Donors is a sketch show.  And, luckily, sketch shows are what the Footlights do best.  There is some faffing around at the beginning and end and at odd points throughout, where there are attempts to stitch the sketches together into a ‘play’.  The urge for connectedness has become a Footlights trend, but after the miserable mess of last year’s Spring Revue this writing team came very close to abandoning the idea.  If they had been one step bolder and ditched it completely, they would have written a five star sketch show.  As it is, the search for play-like continuity means Donors is a five star sketch show with a dull beginning and a pathetically limp ending.

Jack Gamble takes a while to warm up as the doctor but is much better elsewhere.  His talent for stylised roles is perfect for establishing character instantly at the beginning of sketches.  Characterisation was consistently and impressively strong, with Jess Peet’s old lady particularly outstanding.  However, the star man is Lowell Belfield, whose brand of halting and awkward comic acting is one of the funniest I’ve seen.  His partnership with Ryan O’Sullivan brings the best out of them both.  Close runner-up is Saul Boyer, whose capacity for arrogance surely makes him odds-on to be the villain in next year’s pantomime.

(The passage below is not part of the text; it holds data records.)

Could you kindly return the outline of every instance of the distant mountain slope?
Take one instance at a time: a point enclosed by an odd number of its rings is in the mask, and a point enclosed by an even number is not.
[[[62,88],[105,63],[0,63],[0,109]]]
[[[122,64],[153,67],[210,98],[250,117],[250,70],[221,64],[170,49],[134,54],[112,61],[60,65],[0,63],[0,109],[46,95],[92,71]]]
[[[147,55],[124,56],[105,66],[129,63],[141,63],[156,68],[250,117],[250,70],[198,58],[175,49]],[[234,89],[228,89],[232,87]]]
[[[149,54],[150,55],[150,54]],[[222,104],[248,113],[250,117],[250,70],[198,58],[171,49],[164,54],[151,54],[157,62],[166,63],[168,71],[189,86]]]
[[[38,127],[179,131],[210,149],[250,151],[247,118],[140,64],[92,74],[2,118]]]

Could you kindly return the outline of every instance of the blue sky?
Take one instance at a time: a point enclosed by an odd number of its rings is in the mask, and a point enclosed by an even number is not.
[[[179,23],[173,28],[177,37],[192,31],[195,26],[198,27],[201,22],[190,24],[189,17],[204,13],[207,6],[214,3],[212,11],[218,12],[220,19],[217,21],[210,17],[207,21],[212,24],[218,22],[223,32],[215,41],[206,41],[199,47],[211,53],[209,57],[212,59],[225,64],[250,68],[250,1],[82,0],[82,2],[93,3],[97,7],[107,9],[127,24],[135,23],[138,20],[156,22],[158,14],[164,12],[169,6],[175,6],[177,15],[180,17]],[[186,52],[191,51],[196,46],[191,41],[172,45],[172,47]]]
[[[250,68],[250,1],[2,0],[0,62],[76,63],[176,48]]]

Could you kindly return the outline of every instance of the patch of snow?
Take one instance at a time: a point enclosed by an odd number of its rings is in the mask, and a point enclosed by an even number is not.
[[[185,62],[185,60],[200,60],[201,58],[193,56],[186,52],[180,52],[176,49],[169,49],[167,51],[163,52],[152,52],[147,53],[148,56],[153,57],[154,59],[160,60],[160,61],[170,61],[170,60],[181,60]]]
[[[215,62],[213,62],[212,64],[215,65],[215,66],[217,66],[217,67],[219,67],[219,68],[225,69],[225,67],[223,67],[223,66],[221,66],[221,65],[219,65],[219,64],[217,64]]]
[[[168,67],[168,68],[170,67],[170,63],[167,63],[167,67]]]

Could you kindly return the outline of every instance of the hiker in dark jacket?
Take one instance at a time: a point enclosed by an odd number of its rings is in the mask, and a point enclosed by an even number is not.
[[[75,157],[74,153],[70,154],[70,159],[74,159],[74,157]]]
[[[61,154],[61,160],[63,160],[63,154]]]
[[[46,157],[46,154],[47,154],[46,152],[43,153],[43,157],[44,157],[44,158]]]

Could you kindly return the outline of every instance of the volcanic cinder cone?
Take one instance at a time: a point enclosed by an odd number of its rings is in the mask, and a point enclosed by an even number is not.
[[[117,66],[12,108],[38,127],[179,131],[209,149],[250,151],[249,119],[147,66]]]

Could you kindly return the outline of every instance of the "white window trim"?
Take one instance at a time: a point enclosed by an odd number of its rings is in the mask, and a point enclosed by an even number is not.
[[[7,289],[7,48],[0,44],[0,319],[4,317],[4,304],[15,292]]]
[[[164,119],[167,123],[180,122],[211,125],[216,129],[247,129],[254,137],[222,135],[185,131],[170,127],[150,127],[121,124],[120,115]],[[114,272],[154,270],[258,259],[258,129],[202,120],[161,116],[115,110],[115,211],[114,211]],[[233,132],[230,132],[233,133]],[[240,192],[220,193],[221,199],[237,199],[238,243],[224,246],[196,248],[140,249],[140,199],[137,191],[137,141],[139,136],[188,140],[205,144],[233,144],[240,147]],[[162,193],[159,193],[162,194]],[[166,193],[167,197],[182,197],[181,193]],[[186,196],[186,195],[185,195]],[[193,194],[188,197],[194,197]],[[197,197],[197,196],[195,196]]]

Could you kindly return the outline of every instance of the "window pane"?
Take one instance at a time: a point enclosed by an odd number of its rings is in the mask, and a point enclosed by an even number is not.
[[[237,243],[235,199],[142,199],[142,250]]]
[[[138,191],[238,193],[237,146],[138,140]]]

Such an excellent cast would count for nothing, however, if they were not performing well-written sketches.  Witty and silly, surreal and naturalistic, developed and punchy, the styles are varied but the humour is always there.  Collaboration means we will never know where the real writing and directing talent lies amongst Jon Bailey, Matty Brady and Matilda Wnek – whoever has it, you know who you are, and well done to you.

But the final touch of daring escaped the writers, causing them to tack on a slow beginning and an impossibly poor ending that was limp, nonsensical and unfunny.  A miserly man would have deducted a star for each, but that would do a great injustice to the overall quality of this revue.  The Footlights deserve their reputation as the leading student comedy troupe in the country, because they are incredibly funny – they should not feel the need to dress up their brilliance as a ‘play’.  Turn up five minutes late, ignore the ending and the distracting attempts to stitch it all together, and what you have left is a five star sketch show.